Sin complejos, sin superfluidades, con una rutina bien ensayada y un tanto obvia, pero rebosante de buen humor, y con una muy apropiada sobriedad visual e interpretativa, Jethro Tull semejaba estar hablando en nombre de los grandes grupos ingleses de art-rock de los años setenta. Mas todavía, estaba hablando en nombre de la música interesante que ha hecho todo artista popular de cierta sensibilidad y alcance intelectual.

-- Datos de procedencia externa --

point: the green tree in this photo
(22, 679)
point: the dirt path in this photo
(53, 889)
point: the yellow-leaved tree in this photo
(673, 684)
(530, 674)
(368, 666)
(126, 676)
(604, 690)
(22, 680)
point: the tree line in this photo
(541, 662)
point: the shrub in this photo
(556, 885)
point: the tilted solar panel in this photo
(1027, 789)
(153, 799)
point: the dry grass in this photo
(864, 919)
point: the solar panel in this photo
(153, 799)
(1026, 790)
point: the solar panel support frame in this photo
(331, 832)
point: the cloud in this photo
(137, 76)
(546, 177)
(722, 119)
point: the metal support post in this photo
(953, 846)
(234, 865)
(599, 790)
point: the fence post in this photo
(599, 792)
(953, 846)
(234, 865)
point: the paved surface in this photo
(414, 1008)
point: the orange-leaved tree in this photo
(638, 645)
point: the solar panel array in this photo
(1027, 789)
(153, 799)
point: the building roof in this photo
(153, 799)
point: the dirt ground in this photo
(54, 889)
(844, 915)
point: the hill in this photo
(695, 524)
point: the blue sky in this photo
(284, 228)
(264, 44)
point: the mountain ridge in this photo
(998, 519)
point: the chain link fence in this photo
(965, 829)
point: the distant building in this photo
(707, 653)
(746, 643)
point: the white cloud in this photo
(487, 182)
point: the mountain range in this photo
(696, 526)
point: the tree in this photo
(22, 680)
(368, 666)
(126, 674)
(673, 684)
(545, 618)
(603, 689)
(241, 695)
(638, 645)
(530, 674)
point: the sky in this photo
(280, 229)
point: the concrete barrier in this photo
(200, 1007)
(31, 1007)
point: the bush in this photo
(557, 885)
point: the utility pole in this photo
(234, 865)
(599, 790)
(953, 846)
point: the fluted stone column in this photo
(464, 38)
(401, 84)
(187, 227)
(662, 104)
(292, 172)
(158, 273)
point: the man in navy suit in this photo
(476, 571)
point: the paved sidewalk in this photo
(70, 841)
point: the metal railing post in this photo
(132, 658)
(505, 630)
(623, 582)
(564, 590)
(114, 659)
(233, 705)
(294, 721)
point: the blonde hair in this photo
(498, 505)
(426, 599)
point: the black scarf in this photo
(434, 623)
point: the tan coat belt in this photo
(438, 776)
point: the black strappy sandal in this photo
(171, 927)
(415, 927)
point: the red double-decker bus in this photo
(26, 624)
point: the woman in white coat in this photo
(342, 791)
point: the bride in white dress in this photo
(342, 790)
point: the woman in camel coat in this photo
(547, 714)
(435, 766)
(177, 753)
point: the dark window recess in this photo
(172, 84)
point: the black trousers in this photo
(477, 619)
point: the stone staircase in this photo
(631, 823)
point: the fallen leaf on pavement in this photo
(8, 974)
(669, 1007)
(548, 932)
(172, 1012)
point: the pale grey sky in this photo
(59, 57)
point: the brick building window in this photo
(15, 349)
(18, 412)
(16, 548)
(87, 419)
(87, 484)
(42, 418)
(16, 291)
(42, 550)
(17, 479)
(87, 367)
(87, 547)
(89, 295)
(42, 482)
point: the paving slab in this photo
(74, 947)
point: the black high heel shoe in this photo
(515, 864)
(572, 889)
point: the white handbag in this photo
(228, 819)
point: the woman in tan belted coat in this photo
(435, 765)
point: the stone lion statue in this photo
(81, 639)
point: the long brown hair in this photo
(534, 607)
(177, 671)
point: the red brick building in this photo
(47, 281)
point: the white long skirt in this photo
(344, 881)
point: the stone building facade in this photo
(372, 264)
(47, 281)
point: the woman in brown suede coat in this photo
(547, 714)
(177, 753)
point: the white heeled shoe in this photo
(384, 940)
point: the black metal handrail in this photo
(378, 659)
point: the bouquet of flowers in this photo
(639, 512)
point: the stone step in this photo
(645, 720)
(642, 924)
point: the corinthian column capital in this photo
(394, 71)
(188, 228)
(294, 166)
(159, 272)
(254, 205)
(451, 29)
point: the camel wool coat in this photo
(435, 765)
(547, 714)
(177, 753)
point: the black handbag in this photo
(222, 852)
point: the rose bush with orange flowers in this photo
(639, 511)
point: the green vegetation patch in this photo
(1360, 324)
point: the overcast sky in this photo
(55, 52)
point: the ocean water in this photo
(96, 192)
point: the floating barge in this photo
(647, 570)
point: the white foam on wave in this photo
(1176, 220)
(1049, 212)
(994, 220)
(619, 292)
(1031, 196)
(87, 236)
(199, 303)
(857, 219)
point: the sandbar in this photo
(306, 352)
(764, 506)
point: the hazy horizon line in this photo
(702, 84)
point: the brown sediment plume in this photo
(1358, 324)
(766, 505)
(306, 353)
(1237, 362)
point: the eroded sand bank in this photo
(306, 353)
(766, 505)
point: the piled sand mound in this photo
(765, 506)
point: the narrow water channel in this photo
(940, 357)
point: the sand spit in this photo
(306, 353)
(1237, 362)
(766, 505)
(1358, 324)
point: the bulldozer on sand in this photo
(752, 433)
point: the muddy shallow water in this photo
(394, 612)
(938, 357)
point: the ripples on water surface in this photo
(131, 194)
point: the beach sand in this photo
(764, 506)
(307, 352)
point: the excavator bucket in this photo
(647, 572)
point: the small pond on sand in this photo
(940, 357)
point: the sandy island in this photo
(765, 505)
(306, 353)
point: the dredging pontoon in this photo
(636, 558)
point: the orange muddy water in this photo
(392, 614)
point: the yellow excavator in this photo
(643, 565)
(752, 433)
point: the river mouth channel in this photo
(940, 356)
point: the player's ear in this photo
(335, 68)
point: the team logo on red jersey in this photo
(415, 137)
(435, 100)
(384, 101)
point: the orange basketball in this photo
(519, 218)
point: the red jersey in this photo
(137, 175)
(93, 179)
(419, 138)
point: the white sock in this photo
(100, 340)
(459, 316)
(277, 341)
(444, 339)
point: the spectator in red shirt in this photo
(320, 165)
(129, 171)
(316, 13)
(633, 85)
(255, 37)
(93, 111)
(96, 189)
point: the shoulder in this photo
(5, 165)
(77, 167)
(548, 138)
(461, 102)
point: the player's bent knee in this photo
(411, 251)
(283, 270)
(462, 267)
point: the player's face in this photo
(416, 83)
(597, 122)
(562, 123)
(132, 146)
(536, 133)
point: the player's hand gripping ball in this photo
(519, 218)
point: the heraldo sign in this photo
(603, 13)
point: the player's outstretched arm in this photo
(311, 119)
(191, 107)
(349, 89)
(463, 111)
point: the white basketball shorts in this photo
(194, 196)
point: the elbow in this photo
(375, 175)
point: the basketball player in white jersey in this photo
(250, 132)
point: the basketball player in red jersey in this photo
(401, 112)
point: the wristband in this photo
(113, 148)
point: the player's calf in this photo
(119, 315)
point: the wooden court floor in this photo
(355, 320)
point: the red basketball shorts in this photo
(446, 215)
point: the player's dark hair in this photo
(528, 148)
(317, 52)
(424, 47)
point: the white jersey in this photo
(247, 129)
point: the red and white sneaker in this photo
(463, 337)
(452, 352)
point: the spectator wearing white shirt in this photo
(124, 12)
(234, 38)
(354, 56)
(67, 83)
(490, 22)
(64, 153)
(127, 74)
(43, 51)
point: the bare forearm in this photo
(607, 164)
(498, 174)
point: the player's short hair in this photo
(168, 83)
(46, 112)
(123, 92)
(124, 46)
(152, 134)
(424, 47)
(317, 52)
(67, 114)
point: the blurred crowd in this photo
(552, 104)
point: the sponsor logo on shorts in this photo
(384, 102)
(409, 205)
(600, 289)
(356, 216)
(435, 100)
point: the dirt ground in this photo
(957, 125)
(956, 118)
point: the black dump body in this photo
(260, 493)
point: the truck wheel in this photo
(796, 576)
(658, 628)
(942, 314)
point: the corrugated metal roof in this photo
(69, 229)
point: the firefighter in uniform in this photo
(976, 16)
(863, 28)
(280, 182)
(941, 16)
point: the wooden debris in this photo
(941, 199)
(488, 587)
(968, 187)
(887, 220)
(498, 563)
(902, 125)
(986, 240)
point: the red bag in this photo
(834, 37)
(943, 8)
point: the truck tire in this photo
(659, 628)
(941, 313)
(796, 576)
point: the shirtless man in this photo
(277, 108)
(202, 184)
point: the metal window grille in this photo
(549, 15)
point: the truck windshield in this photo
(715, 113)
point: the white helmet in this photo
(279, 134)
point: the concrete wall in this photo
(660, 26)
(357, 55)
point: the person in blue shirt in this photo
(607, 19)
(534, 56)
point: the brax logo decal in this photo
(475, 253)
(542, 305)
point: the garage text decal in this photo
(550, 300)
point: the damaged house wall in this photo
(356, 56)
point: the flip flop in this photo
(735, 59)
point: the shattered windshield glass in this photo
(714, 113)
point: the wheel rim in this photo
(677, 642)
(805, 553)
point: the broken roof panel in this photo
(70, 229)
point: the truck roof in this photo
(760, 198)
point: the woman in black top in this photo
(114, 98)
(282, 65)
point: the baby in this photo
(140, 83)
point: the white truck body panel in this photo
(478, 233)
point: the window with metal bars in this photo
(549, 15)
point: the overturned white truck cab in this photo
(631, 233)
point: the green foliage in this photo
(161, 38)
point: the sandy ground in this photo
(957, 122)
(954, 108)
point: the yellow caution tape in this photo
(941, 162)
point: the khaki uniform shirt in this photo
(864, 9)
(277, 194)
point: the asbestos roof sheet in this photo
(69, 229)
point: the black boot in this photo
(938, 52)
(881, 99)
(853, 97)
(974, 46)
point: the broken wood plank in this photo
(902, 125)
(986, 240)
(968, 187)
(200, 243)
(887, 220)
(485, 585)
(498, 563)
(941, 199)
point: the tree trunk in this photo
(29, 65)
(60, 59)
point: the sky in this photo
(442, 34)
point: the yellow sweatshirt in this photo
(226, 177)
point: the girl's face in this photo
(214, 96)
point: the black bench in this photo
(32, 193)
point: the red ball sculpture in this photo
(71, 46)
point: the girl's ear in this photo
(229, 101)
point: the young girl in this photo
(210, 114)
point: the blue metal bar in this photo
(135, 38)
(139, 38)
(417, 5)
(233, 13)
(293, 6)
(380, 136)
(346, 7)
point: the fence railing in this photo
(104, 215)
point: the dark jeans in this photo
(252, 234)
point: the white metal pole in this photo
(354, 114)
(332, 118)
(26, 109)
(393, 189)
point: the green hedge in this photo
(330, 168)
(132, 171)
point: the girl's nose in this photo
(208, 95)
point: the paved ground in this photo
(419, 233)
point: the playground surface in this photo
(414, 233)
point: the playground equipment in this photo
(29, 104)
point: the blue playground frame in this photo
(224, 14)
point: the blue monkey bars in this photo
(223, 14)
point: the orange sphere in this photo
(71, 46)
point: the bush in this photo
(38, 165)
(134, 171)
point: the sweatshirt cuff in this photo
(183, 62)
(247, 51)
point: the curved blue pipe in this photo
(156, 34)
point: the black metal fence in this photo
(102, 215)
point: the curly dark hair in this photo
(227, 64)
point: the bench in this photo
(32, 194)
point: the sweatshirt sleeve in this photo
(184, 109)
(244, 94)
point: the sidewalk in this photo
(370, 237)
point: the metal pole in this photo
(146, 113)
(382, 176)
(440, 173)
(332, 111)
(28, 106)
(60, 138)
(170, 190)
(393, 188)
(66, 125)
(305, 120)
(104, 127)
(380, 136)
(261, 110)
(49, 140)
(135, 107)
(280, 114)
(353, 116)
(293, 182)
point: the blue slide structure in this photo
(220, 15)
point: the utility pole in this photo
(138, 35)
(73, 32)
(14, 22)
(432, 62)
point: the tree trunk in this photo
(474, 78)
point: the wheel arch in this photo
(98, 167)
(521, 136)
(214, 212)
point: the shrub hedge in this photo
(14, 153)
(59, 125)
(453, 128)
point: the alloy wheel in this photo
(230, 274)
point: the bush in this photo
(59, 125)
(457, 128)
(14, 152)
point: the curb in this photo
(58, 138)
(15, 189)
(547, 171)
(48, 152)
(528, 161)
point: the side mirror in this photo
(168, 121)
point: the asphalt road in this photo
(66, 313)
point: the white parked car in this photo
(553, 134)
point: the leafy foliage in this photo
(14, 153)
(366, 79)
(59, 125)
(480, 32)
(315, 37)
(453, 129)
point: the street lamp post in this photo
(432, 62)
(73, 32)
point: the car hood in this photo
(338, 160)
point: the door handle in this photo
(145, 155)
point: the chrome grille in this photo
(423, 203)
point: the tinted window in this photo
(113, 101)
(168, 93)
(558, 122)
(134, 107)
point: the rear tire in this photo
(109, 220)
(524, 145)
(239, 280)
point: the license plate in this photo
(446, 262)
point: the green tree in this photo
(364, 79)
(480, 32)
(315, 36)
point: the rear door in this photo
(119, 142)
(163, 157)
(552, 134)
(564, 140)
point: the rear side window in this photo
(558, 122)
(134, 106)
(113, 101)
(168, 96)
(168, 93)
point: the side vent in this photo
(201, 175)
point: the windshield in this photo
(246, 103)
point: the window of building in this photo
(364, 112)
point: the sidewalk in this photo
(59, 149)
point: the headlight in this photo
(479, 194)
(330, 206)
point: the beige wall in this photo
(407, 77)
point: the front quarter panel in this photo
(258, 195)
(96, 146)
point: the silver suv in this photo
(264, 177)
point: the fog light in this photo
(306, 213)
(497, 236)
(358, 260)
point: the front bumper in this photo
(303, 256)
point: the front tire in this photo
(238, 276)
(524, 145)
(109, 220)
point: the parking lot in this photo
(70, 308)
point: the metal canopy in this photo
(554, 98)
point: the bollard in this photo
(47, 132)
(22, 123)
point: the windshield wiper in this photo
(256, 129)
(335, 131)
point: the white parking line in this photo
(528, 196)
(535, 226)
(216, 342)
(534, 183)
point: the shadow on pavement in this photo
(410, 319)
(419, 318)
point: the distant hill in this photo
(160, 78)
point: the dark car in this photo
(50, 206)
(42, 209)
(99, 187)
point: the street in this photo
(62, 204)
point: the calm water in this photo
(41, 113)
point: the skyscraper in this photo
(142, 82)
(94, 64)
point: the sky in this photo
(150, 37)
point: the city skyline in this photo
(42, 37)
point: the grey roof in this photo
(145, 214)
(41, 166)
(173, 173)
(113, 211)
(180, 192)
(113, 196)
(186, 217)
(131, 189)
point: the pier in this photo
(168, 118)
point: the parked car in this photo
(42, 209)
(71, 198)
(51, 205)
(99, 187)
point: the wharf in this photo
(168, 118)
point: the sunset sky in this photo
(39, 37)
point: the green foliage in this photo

Pero…, ¡no porque ésta sea una música docta, exclusiva para eruditos!, sino porque es una música que… interesa al oyente, porque lo invita a contemplar las imágenes fantásticas que se desprenden de ella, y porque es una música que no sirve únicamente como fondo para una parranda, para un culto, o para alguna formalidad social.

E, indiscutiblemente, en este caso, con la habilidad para fluir desde un rock pesado y metálico hasta la iluminada melodía de un cantor que relata las historias de su tiempo o de otros tiempos, y que, al hacerlo, continúa disfrutando cuando alterna lírica con rudeza.

Demasiado viejo para hacer rock and roll -demasiado joven para morir…- había dicho Jethro Tull, hace años, en una de sus canciones. Pero Ian Anderson y compañía demostraron sobradamente lo que significa no avejentarse, aunque pase el tiempo; cómo dejar huella, sin irse quedando atrapado en ella; y, ultimadamente, cómo seguir haciendo buen rock, no sólo para el momento; no sólo para morir joven, con tal de no envejecer.